Jezebel/Viscellia von Rulweil:
Ashera ve Urag’ın
kızı, ailesinin ahlaksızlığını reddeden Jezebel, Viscellia von Rulweil adıyla
bir süre Arkadya Kıtası’nda saklanıp Niklas’ın nişanlısı olmuştur. Fehl
Düzlemi’ni yalnızca 60 yaşında terk etmiş (Fehllere göre bebek sayılıyorsunuz)
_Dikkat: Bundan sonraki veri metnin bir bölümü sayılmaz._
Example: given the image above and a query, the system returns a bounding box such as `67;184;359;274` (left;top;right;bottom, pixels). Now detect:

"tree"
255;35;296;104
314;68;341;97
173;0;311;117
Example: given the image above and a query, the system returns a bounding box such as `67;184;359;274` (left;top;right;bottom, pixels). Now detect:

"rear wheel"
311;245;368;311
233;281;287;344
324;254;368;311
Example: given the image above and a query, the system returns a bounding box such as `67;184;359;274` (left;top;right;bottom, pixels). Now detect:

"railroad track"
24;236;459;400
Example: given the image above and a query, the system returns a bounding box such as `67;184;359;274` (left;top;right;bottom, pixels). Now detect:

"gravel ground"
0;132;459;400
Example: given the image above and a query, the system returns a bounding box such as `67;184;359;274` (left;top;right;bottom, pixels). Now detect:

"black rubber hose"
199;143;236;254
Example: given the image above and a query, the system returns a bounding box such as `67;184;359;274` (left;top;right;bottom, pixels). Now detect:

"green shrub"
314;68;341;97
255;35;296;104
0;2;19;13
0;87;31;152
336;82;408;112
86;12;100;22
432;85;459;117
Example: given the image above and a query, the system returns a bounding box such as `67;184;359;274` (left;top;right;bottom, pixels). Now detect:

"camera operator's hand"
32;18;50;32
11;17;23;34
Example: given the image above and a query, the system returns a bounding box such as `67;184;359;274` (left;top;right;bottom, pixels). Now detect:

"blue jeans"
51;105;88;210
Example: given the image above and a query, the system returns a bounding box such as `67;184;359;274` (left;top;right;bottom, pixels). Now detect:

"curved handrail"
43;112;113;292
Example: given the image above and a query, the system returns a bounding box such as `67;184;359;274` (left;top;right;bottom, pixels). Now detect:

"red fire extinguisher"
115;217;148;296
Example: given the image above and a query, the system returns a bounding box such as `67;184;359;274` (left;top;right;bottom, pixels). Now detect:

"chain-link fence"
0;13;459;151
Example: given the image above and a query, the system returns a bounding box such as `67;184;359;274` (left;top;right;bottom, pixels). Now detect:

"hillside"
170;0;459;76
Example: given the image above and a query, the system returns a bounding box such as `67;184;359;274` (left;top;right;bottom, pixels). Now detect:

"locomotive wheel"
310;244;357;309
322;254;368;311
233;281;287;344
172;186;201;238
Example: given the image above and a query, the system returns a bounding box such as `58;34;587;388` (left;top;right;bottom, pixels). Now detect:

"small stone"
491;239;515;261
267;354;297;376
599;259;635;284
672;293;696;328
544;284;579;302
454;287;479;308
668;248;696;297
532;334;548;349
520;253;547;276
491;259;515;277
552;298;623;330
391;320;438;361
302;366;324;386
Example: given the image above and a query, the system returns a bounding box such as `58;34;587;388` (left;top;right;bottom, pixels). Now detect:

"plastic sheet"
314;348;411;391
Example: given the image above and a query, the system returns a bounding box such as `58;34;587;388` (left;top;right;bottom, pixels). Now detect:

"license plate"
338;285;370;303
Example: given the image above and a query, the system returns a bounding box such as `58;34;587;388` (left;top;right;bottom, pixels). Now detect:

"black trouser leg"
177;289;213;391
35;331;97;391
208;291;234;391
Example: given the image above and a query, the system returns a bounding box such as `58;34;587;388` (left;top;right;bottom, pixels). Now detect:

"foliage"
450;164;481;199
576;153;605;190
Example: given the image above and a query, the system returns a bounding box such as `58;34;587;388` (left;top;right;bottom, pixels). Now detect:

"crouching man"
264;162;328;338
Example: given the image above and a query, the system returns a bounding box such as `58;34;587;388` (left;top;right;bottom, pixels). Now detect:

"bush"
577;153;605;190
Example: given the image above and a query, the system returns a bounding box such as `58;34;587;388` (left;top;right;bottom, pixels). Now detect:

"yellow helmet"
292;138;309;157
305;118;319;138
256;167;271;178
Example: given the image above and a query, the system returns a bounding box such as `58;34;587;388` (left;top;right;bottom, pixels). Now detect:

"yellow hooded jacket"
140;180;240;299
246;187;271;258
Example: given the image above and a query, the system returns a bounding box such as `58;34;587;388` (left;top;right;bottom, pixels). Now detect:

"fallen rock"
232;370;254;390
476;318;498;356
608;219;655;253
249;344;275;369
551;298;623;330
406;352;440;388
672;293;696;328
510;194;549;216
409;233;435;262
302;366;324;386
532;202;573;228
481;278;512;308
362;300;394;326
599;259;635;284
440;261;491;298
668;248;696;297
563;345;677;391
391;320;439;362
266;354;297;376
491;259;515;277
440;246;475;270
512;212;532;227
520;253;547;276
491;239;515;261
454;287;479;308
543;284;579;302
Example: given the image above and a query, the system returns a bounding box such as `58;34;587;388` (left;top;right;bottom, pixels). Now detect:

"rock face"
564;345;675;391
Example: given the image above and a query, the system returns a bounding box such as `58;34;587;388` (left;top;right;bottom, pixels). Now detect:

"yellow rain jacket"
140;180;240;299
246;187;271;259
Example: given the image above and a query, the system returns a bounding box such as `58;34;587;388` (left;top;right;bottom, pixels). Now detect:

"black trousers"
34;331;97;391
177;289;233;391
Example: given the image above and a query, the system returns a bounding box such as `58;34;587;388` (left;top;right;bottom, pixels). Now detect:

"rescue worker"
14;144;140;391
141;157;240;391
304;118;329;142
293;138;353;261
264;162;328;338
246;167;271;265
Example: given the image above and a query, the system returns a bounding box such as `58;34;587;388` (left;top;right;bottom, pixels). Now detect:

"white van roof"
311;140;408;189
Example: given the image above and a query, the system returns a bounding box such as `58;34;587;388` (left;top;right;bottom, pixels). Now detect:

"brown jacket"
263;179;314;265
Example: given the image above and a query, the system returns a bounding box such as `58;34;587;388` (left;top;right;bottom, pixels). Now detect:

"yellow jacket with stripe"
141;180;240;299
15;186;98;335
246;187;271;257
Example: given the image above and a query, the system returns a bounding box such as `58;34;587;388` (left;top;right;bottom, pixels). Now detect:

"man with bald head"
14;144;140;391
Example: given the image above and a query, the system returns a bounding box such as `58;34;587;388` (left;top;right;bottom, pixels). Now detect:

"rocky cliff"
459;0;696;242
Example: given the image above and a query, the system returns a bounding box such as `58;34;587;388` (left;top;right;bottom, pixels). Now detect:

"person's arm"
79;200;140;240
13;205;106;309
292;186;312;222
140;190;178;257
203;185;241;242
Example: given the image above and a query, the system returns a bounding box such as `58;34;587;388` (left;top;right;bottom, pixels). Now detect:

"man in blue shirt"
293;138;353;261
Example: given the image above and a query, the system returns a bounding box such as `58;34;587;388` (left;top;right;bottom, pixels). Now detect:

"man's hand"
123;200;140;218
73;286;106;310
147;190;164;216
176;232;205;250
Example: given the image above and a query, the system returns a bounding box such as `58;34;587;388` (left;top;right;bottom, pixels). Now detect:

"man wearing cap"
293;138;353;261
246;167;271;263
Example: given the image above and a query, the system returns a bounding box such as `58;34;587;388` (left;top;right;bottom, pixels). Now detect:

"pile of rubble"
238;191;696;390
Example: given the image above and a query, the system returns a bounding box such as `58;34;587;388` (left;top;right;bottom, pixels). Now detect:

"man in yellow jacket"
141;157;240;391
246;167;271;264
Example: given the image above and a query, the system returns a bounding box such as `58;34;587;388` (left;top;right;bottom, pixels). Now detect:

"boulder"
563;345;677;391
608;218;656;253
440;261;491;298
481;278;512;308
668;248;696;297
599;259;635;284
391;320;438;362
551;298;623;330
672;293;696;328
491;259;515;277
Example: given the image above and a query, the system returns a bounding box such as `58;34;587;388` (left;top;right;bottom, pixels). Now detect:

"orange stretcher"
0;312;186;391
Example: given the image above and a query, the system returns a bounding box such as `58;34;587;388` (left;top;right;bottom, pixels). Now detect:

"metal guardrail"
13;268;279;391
ve Niklas’ın nezaketine kanmıştır. Ancak kısa süre sonra onun deli bir kontrol
manyağı olduğunu fark etmiş ve bütün von Skoll büyücülerinin ağzına sıçıp
oradan siktir olup gitmiştir.
Fehl Düzlemi’nde
iyileştikten sonraki 140 yılını dünyaları dolaşıp medeniyetleri kaosa
sürüklemekle geçirmiştir. Doğuştan sadist olduğundan ilk Fehl Zevki’ni
erkekleri paramparça ederek yaşamıştır, ama artık Kilian tarafından
şımartılınca zevke geliyor.
Her ne kadar
Arkadya kıtasındaki en güçlü kişi olsa da dünyanın kısıtlamalarından ötürü
gücünün %10’undan fazlasını kullanamamaktadır.
Lena:
Eski Varoş
Kraliçesi ve çete lideridir fakat sonrasında Kilian’ın en sadık muhafızı
olmuştur. Bir cehennem tazısı olan Lena, Kilian’a savaşta yenildikten sonra onu
efendisi bellemiştir ve sonrasında onun tarafından döllenmesiyle anlaşmaları
tamamlanmıştır. Kilian’ın planlarının ve gaddarlığının arkasını görebilen nadir
insanlardan biri olan Lena, en ufak detaylara karşı bile hassastır ve
Ostria’nın Fehl Canavarları’na duyduğu empatiyi bile fark edebilir. Artık
Jezebel’in yakın dostu olsa da gizli gizli Kilian’la daha güçlü bir bağa sahip
olduğu için onu kıskanmaktadır.
Anke von Karsten-Rulweil:
Soyadı von
Karsten olmasına rağmen Anke, Rulweil Dükü’nün torunudur. Babası, Klaus
tarafından von Karsten hanesine gelin olarak yollanması için ikna edilmiştir.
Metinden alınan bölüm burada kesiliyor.